ショッピングセンターのビジネスモデルが脅かされていることは、長年、知られてきた。しかし、新型コロナウイルスのパンデミックによって、ショッピングセンターの終焉がいよいよはっきりしてきた。実際、それはコロナ禍によって加速してきている。
この傾向は反転しそうにない。多くの人が集まる屋内の場所に赴くというのは、現時点で、わたしたちが普通にすることのようには思えない。むしろ、普通はしないと言ったほうがよいだろう。

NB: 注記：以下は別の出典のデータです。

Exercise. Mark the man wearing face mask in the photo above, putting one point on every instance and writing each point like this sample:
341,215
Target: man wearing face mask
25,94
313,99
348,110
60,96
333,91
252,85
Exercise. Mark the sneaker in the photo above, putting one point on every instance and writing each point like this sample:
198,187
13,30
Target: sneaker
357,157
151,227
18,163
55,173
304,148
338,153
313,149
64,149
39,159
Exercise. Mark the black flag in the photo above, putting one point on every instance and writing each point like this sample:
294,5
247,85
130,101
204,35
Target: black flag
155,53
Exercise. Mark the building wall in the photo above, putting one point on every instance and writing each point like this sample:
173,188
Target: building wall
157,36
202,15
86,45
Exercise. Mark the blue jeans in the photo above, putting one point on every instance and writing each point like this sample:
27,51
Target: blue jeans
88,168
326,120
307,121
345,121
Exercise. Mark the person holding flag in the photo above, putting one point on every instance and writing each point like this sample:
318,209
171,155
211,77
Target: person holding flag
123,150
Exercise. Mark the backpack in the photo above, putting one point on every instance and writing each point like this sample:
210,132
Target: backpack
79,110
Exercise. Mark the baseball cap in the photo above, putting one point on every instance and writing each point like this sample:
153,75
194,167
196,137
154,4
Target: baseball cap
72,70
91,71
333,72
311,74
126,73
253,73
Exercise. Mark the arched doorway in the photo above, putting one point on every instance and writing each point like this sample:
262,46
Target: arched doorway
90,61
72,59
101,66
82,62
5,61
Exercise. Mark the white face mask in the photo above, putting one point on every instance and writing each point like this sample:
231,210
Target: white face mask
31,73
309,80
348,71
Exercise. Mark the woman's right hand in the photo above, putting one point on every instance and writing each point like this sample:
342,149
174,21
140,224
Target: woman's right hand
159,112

こうしたなか、英国でショッピングセンター17カ所を運営するイントゥ・プロパティーズは、43億ポンド(約5700億円)にのぼる債務を抱え、深刻な経営難に陥っている(編集注:同社は26日、破産を申請した)。イントゥの財務状態は以前からあまり良くなかったが、パンデミックを理由にテナントが賃料の支払いを拒んだため、一段と悪化することになった。
企業による顧客とのエンゲージメント(関わり合い)やつながりでは、ソーシャルメディアが大きな力をもつようになったが、いまだにその力を十分に生かせていない企業が多い。とくにショッピングセンター業界ではその傾向が顕著だ。今のように、人々が物理的に店を訪れることができない時期は、ショッピングセンターにも人々とデジタルに関わり、つながるチャンスがあったし、そうすれば再開したときに人々に足を運んでもらいやすくなっていただろう。
ところが、今のような状況だからと言うべきか、それとも、今のような状況にもかかわらずと言うべきか、ショッピングセンターというあり方への人々の愛情が冷めてしまったようにも思える。
「メイビー」のデータによると、ショッピングセンター側は、単純に言って消費者と関わっていない。そのせいで、ショッピングセンターとわたしたちの関係の全体がじつに味気なく、冷え切ったものになってしまっている。本来は、ショッピングセンターにとって、今ほど客側とつながっておくべき時期はないはずなのに。